The Breath Code: 6 Unexpected Factors That May Cause Bad Breath
Bad breath is like having toilet paper stuck to the bottom of your feet: usually harmless, but so awkward that no one will tell you about it. According to the American Dental Association (ADA), at the microbial level, bad breath occurs when naturally occurring bacteria in our mouths break down food particles between our teeth, along the gum lines, and especially between our teeth.
the tongue This process releases a host of foul-smelling compounds and gives rise to terrible stench—or, as it's more formally called, halitosis.
You just wake up
Obviously, right? Yes, morning breath is pretty much a given, but here's why: According to a June 2012 study published in the International Journal of Oral Science, while you're sleeping soundly, the bacteria in your mouth are anything but.

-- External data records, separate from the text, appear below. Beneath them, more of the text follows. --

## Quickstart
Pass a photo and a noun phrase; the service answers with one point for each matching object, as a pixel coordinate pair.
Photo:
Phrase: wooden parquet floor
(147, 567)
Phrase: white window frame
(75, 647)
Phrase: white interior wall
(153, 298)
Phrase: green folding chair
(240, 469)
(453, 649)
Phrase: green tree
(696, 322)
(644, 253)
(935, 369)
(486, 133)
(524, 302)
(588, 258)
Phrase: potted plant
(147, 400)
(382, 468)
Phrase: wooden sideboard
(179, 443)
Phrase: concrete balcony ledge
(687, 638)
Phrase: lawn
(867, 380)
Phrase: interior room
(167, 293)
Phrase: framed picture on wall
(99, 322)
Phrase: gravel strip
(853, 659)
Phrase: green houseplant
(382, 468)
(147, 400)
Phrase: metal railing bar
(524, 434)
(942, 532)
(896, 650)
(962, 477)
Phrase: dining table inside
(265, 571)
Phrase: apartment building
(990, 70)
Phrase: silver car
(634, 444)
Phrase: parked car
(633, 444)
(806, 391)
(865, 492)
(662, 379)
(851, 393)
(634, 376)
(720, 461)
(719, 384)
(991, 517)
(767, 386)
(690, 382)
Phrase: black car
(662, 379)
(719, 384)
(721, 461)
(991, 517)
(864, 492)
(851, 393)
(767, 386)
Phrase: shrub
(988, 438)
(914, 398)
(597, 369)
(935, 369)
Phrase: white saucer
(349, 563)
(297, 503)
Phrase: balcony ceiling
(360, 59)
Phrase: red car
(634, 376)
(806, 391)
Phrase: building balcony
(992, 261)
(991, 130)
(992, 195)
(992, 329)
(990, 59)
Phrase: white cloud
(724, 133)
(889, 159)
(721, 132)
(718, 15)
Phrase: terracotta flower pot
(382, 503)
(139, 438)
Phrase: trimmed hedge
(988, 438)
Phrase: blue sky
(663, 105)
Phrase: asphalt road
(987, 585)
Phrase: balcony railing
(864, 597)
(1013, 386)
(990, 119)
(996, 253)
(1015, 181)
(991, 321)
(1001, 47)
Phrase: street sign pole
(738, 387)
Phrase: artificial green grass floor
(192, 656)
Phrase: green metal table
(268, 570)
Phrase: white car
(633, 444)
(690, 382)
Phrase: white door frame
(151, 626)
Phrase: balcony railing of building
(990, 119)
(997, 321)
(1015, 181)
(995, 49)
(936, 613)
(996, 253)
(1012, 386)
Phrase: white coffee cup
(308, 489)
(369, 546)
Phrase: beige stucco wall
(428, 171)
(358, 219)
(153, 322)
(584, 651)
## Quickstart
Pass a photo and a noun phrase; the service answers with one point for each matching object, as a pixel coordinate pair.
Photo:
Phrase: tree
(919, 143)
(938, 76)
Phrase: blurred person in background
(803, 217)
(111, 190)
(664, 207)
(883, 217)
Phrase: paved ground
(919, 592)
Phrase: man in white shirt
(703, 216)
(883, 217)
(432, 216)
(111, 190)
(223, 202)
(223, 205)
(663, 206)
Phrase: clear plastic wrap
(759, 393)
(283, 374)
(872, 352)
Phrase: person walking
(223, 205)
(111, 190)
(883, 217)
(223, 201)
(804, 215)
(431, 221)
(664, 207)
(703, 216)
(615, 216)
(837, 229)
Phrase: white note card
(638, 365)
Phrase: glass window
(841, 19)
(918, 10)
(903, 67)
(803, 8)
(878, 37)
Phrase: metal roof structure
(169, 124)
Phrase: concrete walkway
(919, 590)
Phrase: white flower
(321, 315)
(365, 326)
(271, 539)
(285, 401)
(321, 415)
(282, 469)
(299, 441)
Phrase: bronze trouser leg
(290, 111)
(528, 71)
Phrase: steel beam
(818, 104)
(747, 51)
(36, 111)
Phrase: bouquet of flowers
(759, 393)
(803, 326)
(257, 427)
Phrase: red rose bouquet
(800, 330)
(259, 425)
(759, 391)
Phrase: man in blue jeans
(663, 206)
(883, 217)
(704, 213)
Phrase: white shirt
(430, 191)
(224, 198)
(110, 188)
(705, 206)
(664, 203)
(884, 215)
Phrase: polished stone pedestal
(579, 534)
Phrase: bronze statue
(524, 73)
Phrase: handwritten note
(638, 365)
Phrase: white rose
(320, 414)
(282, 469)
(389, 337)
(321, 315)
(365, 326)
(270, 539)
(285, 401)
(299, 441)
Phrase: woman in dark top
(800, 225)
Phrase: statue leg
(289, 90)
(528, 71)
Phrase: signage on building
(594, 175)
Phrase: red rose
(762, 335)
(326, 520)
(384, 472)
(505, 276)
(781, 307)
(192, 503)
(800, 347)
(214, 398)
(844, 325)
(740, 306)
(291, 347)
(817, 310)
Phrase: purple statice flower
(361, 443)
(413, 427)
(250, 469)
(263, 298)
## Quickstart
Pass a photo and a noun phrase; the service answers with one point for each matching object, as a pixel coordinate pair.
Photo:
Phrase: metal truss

You are breathing through your mouth
Mouth breathing can cause your saliva to evaporate, which can dry out your mouth and reduce your mouth's ability to rinse out food particles. Some people breathe through their mouths when they sleep, but many people often do it during exercise, said Hedi Rifai, MD, a dentist at the Cleveland Clinic.
You ate some spicy food
Garlic and onion are two famous culprits, but other culprits include spices, cabbage, Brussels sprouts, cauliflower and radishes. Even though the pungent aroma of those foods disappears after an hour or two, it can still come back—in a big garlic burp.
You haven't eaten all day
Skipping meals is a surefire way to bad breath. That's because when we don't eat, we don't produce as much saliva.

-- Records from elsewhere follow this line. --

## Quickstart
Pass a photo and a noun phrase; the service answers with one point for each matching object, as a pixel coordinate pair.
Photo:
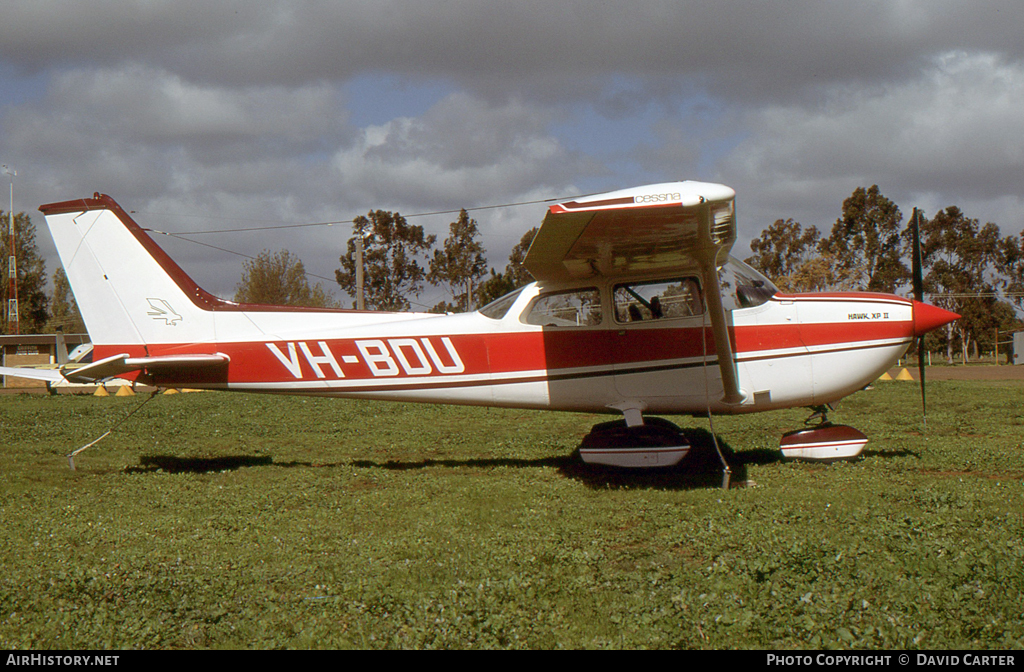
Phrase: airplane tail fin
(128, 290)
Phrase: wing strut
(719, 322)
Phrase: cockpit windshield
(742, 287)
(499, 307)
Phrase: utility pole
(360, 303)
(12, 325)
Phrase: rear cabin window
(576, 308)
(665, 299)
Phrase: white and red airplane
(637, 309)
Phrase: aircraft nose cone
(928, 317)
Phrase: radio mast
(12, 326)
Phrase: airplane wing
(676, 226)
(645, 229)
(118, 365)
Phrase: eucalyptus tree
(461, 263)
(392, 253)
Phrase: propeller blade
(919, 295)
(919, 276)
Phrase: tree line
(399, 259)
(968, 267)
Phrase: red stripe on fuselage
(552, 352)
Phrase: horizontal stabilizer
(122, 364)
(49, 375)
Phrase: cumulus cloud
(954, 130)
(462, 152)
(233, 112)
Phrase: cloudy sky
(202, 116)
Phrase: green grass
(217, 520)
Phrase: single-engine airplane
(637, 309)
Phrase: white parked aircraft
(638, 309)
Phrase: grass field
(217, 520)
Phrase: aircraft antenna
(12, 322)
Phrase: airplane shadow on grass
(700, 468)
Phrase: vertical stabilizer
(126, 287)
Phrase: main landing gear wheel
(657, 443)
(823, 442)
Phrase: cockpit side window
(663, 299)
(742, 287)
(581, 307)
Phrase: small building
(35, 349)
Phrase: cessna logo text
(657, 198)
(391, 357)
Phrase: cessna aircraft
(637, 309)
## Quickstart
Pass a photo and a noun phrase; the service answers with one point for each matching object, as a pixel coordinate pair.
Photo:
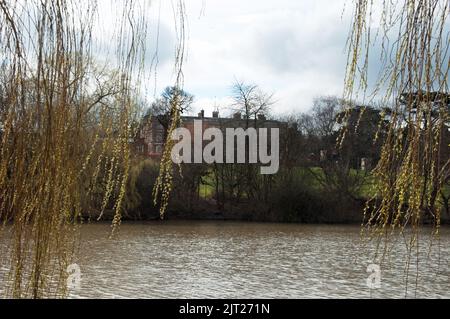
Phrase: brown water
(249, 260)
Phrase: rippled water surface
(249, 260)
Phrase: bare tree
(250, 100)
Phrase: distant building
(151, 136)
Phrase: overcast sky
(294, 49)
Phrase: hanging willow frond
(65, 125)
(413, 38)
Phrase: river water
(251, 260)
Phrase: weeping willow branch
(413, 39)
(65, 126)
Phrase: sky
(293, 49)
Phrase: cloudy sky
(294, 49)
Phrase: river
(251, 260)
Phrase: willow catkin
(413, 37)
(65, 125)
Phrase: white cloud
(294, 49)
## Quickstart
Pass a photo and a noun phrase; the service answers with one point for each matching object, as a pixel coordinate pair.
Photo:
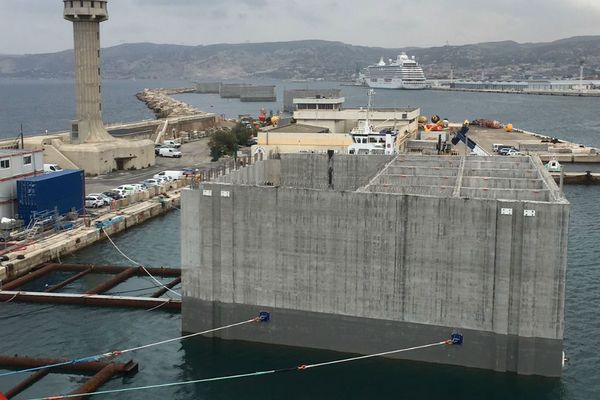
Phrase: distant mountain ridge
(318, 59)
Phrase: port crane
(461, 136)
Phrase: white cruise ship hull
(395, 84)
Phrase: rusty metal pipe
(90, 300)
(19, 362)
(27, 382)
(68, 281)
(92, 384)
(15, 283)
(169, 285)
(114, 281)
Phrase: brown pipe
(92, 384)
(29, 277)
(89, 300)
(114, 281)
(18, 362)
(68, 281)
(169, 285)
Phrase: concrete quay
(577, 178)
(131, 211)
(585, 93)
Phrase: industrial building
(329, 113)
(258, 93)
(365, 254)
(291, 94)
(298, 138)
(15, 165)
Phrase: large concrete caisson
(365, 254)
(91, 147)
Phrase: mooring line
(140, 265)
(12, 298)
(299, 368)
(263, 317)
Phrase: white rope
(12, 298)
(140, 265)
(187, 336)
(159, 306)
(385, 353)
(239, 376)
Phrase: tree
(226, 141)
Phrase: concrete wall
(231, 90)
(311, 171)
(386, 265)
(208, 87)
(289, 95)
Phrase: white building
(329, 113)
(15, 165)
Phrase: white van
(172, 143)
(173, 175)
(51, 168)
(169, 152)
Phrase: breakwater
(163, 105)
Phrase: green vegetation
(227, 141)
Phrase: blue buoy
(457, 338)
(264, 316)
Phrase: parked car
(172, 143)
(189, 171)
(150, 182)
(138, 187)
(121, 192)
(171, 175)
(105, 199)
(113, 195)
(169, 152)
(51, 168)
(129, 189)
(505, 150)
(94, 202)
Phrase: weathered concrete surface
(351, 263)
(134, 210)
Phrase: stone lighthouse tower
(90, 146)
(86, 16)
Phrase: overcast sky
(36, 26)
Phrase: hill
(317, 59)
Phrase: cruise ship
(403, 73)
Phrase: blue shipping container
(63, 190)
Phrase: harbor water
(69, 331)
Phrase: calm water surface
(69, 331)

According to the ADA, add halitosis to the list of health conditions caused by cigarettes.
A 2015 study published in the journal Acta Stomatologica Croatiana found that long-term smoking reduces saliva production and changes its quality. Saliva plays an important role in maintaining oral health and oral hygiene by washing away food and bacteria. Additionally, enzymes and antibodies from saliva can destroy bacteria in the mouth and on the teeth that can lead to bad breath and tooth decay.
You have a cavity
Your dentist has already warned you that plaque buildup can wear down your teeth, leading to cavities. Technically, according to the National Library of Medicine, cavities are caused by tooth decay, or damage to the tooth's surface, which occurs when bacteria in your mouth make acids that attack the enamel.